Twitter posts Q4 revenues of $1.01 billion

Twitter has posted quarterly revenues of more than $1bn for the first time. It reported revenues of $1.01bn for Q4 2019 earlier today, beating analysts’ estimates of $997n. Net income for the quarter came in at $119m, while monetiseable daily active users (mDAUs) – Twitter’s own metric – were up 21 per cent at 152m. Total revenues for 2019 were $3.46bn, a 14 per cent year-on-year increase.

Twitter CEO Jack Dorsey said 2019 was a great year for Twitter. “Our work to increase relevance and ease of use delivered 21 per cent mDAU growth in Q4, with more than half of the 26m mDAU added in 2019 directly driven by product improvements,” Dorsey said. “Entering 2020, we are building on our momentum – learning faster, prioritizing better, shipping more and hiring remarkable talent. All of which put us in a stronger position as we address the challenges and opportunities ahead.”

“We reached a new milestone in Q4 with quarterly revenue in excess of $1 billion, reflecting steady progress on revenue product and solid performance across most major geographies, with particular strength in US advertising,” said Twitter CFO, Ned Segal. “We continue to see tremendous opportunity to get the whole world to use Twitter and provide a more personalized experience across both organic and promoted content, delivering increasing value for both consumers and advertisers.”

Socialbakers CEO Yuval Ben-Itzhak said the results showed that Twitter’s “noble efforts” to stop hate speech and tackle digital pollution have started paying dividends.

“The platform’s improved overall health, coupled with its investment in new, engaging ad formats and easy-to-search Topics have helped it not only grow revenue, but also expand its monetisable user base by 21 per cent year-on-year,” he said. “2020 has the potential to be a good year for Twitter. It’s still the platform on which real-time news updates are shared first. With its focus on event driven live and on-demand video, Twitter remains a powerful platform for media publishers overall.

“Despite not being able to capitalise on political ad spend, Twitter is where the conversation happens around politics and world events. With the US presidential elections and the Olympic Games coming up in 2020, Twitter is well positioned to build on its user growth and engagement this year.”

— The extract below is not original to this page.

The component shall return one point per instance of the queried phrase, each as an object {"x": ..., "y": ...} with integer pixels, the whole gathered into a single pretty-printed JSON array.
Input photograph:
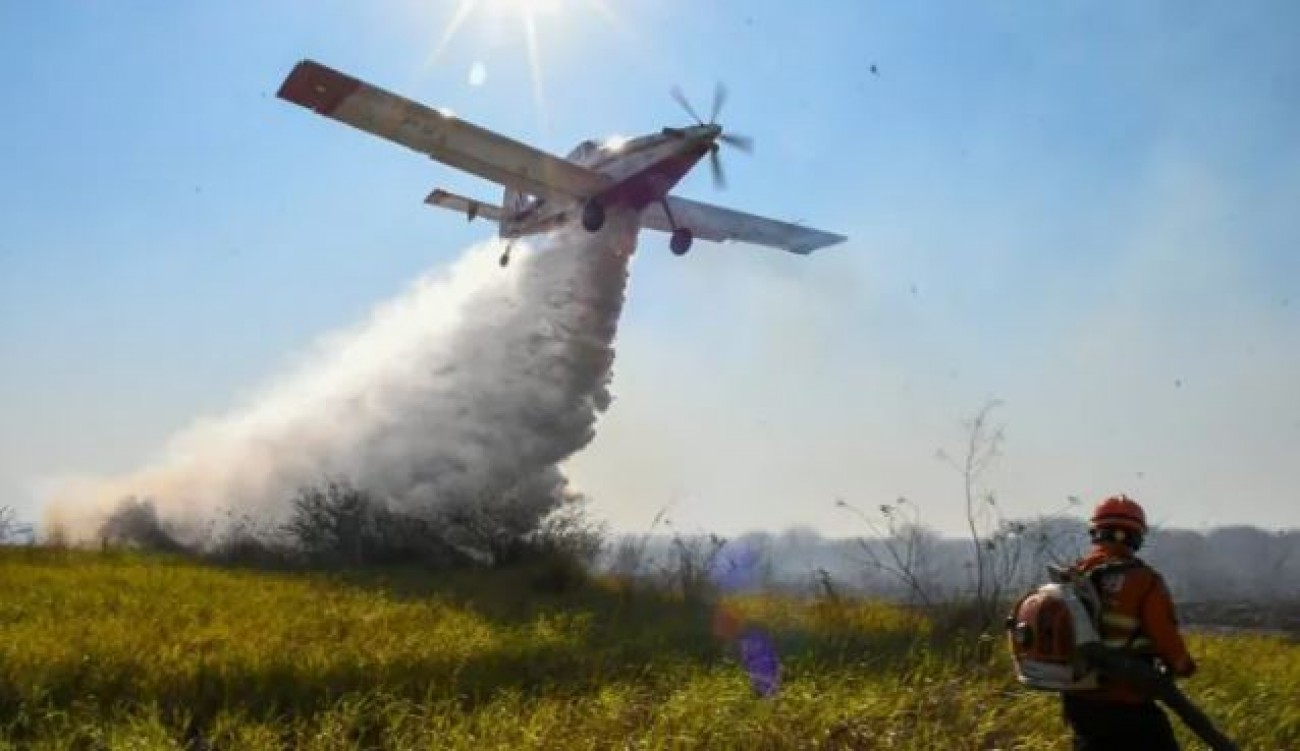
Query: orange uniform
[{"x": 1136, "y": 613}]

And Aaron Goldman, CMO, at marketing technology company 4C Insights, said the results showed that Twitter has become a staple of the brand marketing playbook.

“In Q4 2019 we saw advertisers invest heavily in campaigns on Twitter and total spend increased more than 70 per cent year-on-year,” said Goldman. “The festive season played its part, where brands in the retail, telecommunications, and entertainment sector led the pack.

“With high hopes across the UK for the England football team in the Euros and the Summer Olympics looming, Twitter will remain top of mind for consumers and brands alike. And unlike the open web, which relies on banners and cookies, Twitter is a closed ecosystem with native ad formats and opt-in consent. The combination of personalization and privacy presents a powerful palette for brands to connect with engaged audiences and drive performance.”

From an analyst’s perspective, eMarketer analyst Nazmul Islam said the results show that advertisers are confident in the platform’s reach despite some of the product issues earlier in the year.

“A reason for the confidence is probably continued growth of monetizable daily active users, which spiked up again in Q4,” said Islam. “Their moves to ban political ads and new manipulated media policy, which identifies fabricated/altered media, should resonate positively with users and continue the growth in engagement in the next quarter.”